On his kind-of frustrating Podcast, "The Treatment," Elvis Mitchell interviewed HANGOVER director Todd Phillips. Phillips made his name directing documentaries that I didn't see, but sky-rocketed with the dopey arrested development comedies ROAD TRIP and OLD SCHOOL. I thought both movies had a few funny moments, but were almost completely forgettable. What's interesting is that Phillips views himself as "punk rock" director, because he has embodied some kind of iconoclastic spirit that he has intellectualized to an absurd degree. We are talking about the director of MR. WOODCOCK here, not Jean-Luc Godard.

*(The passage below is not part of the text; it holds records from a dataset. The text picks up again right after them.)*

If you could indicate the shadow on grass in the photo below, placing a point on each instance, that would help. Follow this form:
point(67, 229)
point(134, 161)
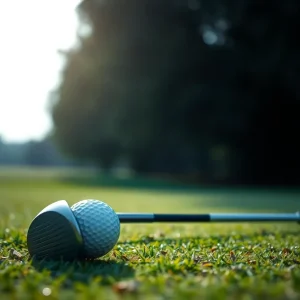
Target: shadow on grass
point(85, 271)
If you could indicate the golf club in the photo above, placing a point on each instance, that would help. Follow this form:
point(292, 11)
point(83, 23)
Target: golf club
point(59, 232)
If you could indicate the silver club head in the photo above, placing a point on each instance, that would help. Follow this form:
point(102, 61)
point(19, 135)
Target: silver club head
point(55, 234)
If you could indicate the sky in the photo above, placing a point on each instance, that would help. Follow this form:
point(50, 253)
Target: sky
point(31, 33)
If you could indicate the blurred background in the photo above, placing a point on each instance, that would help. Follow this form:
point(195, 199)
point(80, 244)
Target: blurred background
point(186, 91)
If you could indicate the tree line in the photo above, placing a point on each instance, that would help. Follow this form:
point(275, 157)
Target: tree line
point(203, 89)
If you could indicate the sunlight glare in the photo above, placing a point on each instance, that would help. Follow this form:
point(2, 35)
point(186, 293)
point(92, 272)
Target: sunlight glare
point(31, 34)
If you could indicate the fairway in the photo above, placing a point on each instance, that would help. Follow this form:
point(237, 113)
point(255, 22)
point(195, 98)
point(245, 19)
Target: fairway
point(155, 261)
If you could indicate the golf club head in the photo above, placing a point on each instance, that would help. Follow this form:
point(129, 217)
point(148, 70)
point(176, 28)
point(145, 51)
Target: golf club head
point(55, 234)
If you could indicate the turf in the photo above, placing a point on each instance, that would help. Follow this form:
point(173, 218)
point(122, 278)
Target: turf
point(155, 261)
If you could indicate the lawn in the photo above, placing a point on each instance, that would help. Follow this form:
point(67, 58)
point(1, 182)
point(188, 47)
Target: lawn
point(155, 261)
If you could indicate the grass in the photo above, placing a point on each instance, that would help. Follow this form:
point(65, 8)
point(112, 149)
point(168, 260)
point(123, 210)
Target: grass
point(155, 261)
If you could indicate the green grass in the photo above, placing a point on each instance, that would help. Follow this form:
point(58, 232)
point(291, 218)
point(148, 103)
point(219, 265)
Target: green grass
point(155, 261)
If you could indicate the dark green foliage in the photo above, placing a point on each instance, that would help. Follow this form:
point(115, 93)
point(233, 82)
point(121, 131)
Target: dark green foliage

I haven't seen THE HANGOVER, but I'm guessing it thrives on the kind of knuckleheaded misogyny and semi-shocking envelope-pushing that makes his previous popular in frat-houses everywhere. Phillips clearly sees himself as a darling of a certain politically incorrect criticaluminati, guys who debunks meaning and significance and think films should ultimately be about nothing. So Phillips thinks he's farting in the face of suburban values or something by celebrating drunkenness and immaturity. What he's done, however, is made staples of frat-boy DVD collections, who clearly don't talk about the "lack of irony" in OLD SCHOOL so much as they enjoy its quotable crudeness.

Phillips sees himself in the vein of Judd Apatow which, in a way, he is. But Apatow - while no Preston Sturges (the subject of a future blog post) - and his productions are substantially better than Phillips. Phillips may be able to talk about himself as making paeans to masculine identity, but he really appeals to the lowest common denominator. Apatow at least puts that stuff under his (limited) cinematic microscope instead of exploiting it for cheap laughs.

Ten years ago, AMERICAN PIE kick-started this genre by upping the ante with a particularly disgusting scene of gross-out humor; this was redeemed, it seemed, by some compensatory sentimentality at the ending that (to me, anyway) was a hollow excuse to indulge in all the crassness that preceded it. Phillips seems to think he's an innovator because he avoids that sentimentality and, I guess, in some ways he is. He seems pretty purposefully empty, but the bottom line is he isn't all that funny. I don't think comedy should necessarily teach us life lessons; ANIMAL HOUSE didn't - it was the kind of ode to the value-free paradise that Phillips seems religiously dedicated to reproducing. Satires have to have objects, and points - at least according to those wrote them in the 17th Century. But Phillips, in his brazen "confidence" (a word he used a lot to describe himself), will not stand by and have his films be meaningful in any way.

This mission would be refreshing if he were any good at it, but if THE HANGOVER is any good, it will be the first in his awful catalog to be so.

--- On a (mostly related unrelated) side note, in the song American Pie - most of the symbolism has been unshrouded. But why do the guys drinking whiskey and rye in the dry levy sing "This will be the day that I die?"